Hay que entender que el principio de la guitarra es físico:
nuestras manos no están acostumbradas a hacer ese tipo de movimientos
combinados. Por eso mismo la enseñanza es lo más individual posible,
atendiendo a la evolución personal de cada uno. La insistencia y el ejercicio
diario son la única clave para ir superando los ejercicios.
Podríamos dividir
las clases en tres niveles –digo podríamos, porque en realidad creo que cada
alumno tiene su propio nivel, dependiendo del tiempo que estudie y practique-:
En el nivel
inicial las clases son de tres alumnos y, aunque los principios con la
guitarra en cualquier estilo puedan ser parecidos, empezamos pronto con las
técnicas propias de la guitarra flamenca –rasgueaos, arpegios, pulgar, picaos,
etc.-. Todo lo que se ve en la clase se escribe –en cifrado o tablatura- y se
graba.
En el nivel
medio las clases son de dos o tres participantes y en ellas estarían los
alumnos que ya conocen, en mayor o menor medida, la técnica de la guitarra
flamenca. Aquí el trabajo consiste en ir montando falsetas, conociendo el
acompañamiento a distintos cantes –sin descuidar los ejercicios ni el
aprendizaje de nuevas técnicas- y descubriendo nuevos palos con el tiempo.

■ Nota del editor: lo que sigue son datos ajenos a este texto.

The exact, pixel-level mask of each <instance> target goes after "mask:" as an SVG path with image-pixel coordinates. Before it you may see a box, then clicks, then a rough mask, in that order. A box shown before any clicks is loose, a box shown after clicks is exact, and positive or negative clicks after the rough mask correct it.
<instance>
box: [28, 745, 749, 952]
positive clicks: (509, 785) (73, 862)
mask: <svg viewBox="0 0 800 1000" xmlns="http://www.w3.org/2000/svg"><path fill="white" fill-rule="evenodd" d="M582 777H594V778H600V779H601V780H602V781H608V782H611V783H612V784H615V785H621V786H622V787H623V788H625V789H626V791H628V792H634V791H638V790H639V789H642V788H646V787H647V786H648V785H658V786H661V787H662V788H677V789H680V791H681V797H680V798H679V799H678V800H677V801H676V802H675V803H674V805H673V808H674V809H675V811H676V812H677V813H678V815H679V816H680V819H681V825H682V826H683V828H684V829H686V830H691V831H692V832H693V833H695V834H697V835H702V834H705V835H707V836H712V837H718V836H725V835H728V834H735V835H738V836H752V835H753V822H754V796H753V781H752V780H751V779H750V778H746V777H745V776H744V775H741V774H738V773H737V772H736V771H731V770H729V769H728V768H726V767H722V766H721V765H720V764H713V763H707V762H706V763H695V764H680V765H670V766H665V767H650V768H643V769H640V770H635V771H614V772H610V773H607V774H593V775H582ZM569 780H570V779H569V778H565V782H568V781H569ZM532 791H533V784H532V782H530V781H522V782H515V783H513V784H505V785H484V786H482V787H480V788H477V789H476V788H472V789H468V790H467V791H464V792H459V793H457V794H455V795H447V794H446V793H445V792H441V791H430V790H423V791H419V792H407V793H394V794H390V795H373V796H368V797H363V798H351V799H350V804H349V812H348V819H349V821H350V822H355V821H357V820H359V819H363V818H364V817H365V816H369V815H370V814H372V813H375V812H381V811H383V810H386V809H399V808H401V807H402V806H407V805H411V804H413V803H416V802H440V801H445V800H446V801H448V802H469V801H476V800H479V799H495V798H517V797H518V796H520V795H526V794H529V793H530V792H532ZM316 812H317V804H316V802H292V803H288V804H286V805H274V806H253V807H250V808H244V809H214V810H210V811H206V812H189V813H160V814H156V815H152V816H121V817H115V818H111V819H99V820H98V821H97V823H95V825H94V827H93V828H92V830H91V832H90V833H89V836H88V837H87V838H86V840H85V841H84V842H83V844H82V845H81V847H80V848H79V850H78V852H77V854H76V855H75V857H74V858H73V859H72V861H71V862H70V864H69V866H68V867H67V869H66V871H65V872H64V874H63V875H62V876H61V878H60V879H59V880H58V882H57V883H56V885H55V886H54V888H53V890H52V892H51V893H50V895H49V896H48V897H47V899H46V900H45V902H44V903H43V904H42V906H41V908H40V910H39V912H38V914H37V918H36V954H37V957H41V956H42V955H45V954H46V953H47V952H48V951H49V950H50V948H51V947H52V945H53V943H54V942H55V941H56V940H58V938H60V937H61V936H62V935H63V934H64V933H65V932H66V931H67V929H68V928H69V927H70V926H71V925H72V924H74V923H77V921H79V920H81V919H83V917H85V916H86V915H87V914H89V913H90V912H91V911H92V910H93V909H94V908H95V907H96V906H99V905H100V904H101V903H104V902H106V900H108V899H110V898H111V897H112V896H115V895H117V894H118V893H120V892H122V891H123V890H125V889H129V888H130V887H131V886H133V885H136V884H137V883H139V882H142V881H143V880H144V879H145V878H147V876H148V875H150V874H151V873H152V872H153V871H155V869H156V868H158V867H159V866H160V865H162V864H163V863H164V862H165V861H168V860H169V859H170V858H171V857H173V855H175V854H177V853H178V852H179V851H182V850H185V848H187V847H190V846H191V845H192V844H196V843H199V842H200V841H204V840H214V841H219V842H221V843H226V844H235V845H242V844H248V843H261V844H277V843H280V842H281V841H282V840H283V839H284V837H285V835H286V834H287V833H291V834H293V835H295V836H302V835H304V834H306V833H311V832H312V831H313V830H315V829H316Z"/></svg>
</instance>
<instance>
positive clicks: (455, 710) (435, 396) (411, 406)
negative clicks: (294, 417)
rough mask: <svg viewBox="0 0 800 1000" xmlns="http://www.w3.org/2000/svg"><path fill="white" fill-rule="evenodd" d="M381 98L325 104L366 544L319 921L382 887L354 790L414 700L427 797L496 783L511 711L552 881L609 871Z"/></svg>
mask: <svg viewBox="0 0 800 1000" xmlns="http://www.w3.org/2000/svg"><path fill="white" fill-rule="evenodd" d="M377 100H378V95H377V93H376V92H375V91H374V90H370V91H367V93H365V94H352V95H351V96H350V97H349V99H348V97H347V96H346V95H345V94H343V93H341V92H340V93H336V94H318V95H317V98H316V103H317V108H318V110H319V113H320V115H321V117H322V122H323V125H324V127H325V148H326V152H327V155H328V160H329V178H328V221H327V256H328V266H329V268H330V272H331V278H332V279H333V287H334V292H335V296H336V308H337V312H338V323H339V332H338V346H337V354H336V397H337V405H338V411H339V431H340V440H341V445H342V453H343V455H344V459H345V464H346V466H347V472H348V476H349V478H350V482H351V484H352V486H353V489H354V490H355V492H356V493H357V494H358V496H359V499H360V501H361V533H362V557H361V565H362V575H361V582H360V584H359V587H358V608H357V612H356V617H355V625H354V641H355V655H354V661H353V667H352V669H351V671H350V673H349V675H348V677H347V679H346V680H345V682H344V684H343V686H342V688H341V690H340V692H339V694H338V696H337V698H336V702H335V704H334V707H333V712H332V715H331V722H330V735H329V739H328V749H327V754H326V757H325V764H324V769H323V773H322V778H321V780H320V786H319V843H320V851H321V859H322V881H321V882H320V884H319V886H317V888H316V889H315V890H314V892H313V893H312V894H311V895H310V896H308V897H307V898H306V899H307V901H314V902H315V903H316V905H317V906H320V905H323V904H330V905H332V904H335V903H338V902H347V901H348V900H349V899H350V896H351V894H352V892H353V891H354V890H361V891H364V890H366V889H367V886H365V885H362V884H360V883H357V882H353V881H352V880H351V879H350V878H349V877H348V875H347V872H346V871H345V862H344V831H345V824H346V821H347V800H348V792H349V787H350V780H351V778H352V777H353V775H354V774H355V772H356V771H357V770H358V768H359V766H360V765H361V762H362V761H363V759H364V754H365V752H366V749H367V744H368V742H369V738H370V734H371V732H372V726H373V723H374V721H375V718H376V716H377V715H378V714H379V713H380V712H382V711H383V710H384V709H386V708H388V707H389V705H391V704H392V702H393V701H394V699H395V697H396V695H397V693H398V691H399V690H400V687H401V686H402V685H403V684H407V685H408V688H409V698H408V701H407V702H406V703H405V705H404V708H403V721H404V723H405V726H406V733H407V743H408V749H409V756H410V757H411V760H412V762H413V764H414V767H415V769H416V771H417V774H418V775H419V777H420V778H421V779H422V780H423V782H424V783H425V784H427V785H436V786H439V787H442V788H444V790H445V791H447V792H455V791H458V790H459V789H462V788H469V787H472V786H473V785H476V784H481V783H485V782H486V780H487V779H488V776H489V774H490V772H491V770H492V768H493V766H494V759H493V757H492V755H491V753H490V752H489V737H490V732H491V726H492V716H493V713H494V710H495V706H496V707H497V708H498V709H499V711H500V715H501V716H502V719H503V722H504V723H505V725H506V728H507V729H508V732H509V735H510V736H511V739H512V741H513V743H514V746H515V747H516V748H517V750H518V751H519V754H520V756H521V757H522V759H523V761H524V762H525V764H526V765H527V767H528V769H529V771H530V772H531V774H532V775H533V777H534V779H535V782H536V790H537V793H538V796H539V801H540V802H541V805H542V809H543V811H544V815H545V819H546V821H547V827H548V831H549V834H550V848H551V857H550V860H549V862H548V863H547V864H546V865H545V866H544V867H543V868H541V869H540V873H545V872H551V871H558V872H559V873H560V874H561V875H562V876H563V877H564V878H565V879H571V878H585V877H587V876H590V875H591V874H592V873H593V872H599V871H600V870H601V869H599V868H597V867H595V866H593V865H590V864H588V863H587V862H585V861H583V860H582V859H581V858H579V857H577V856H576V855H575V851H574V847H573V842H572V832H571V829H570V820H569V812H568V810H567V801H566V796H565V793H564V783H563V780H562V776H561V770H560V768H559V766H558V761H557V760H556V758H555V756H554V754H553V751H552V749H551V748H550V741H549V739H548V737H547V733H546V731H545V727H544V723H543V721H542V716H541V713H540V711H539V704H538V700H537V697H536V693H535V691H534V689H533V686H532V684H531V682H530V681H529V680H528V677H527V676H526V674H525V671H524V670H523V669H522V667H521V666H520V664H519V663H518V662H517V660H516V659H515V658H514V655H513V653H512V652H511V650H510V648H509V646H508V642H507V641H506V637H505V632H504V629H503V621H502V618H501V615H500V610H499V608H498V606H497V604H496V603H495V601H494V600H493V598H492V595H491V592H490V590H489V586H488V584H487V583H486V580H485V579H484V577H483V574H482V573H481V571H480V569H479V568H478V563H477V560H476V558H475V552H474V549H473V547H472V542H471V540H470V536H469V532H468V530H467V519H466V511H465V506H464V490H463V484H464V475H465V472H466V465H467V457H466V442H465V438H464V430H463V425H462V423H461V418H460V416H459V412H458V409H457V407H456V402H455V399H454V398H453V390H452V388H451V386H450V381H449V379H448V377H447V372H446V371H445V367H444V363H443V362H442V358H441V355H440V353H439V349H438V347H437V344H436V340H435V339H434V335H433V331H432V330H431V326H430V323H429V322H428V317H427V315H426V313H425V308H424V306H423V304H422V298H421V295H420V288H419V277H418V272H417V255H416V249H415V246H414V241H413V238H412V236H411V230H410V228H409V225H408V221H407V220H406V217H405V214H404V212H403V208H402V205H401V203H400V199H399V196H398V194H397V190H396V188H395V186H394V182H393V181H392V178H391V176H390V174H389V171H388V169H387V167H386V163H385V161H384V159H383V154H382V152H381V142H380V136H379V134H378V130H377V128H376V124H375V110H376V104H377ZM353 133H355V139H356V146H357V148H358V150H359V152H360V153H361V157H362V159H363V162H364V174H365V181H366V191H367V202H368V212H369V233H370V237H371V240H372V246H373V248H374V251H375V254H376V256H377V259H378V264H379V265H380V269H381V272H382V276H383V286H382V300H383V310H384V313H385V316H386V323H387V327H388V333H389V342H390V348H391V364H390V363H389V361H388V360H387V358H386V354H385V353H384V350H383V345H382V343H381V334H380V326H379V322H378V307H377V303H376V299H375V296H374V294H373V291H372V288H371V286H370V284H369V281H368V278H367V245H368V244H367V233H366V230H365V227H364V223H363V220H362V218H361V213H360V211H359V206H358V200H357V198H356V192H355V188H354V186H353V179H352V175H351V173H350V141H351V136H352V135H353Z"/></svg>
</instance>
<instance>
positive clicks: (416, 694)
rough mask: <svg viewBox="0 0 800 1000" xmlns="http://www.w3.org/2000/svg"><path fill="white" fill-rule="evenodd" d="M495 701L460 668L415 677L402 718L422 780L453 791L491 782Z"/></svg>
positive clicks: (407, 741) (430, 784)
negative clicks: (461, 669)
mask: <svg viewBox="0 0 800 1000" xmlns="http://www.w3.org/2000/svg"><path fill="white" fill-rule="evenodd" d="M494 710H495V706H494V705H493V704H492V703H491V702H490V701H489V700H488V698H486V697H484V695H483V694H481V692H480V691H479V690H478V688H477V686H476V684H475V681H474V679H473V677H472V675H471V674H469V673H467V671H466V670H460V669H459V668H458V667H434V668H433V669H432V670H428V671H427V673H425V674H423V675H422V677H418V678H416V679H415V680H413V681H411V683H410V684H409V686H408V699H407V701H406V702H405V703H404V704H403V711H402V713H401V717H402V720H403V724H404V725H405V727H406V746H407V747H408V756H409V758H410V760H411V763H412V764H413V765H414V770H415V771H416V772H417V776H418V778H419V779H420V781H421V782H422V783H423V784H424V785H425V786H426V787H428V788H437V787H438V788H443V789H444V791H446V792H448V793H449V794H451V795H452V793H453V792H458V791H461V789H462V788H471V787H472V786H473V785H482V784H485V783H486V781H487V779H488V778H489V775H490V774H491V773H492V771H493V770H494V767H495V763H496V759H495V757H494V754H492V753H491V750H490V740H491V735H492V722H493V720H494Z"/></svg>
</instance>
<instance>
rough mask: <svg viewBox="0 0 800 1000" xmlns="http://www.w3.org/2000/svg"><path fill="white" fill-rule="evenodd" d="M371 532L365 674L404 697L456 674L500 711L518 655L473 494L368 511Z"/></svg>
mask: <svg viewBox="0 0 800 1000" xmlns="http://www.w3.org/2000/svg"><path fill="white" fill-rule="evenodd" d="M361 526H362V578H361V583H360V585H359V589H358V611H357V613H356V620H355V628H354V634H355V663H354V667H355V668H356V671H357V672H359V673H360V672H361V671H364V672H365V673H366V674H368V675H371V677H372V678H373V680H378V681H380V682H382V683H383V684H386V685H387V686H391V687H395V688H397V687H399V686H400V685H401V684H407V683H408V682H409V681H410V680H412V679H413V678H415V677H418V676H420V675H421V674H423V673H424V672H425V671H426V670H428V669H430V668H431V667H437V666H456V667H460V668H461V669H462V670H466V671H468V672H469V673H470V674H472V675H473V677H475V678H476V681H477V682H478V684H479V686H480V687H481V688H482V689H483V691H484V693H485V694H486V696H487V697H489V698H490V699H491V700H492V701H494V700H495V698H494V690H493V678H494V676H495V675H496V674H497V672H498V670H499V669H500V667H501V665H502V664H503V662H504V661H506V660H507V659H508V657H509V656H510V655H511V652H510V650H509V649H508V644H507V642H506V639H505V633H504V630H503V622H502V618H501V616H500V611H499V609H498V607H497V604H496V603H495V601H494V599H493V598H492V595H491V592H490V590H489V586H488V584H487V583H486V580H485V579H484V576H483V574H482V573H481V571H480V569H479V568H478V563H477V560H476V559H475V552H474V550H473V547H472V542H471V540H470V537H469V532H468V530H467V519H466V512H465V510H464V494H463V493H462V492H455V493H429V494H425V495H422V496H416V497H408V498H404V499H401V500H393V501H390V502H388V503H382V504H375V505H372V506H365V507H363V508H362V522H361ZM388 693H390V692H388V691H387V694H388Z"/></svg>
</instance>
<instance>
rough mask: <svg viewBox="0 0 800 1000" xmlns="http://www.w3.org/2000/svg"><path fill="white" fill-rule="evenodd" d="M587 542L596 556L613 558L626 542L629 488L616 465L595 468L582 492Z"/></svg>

También es el tiempo de que aparezcan algunas clases teóricas –pizarra y
apuntes-, principalmente armonía.
En un tercer
nivel, digamos avanzado, hay pocos alumnos que ya tocan mucho y las clases
son más variadas: estudiamos -como aplicar la armonía al flamenco por ejemplo-,
componemos, arreglamos lo que componemos para más de una guitarra –o para otros
instrumentos que vayan a participar en el concierto fin de curso-, investigamos,
probamos –perdemos clases discutiendo una tontería en la pizarra-, tapamos
goteras –todos las tenemos-, en fin, son más bien los alumnos los que me dirigen
hacia lo que más les interesa –y aprendemos mucho-.
A lo largo del
curso también tendremos algunas actividades complementarias:
Un seminario de
compás. Una semana en intensivo y todos juntos estudiando el compás, la parte
más compleja y determinante del flamenco, la puerta de entrada, la maquinaria
por dentro.
Un encuentro al mes
sin guitarra para ver lo que no da tiempo en clase, charlas, videos, en fin, las
cosas de la afición.
Un concierto de
final de curso, una muestra de lo que hacemos en el año.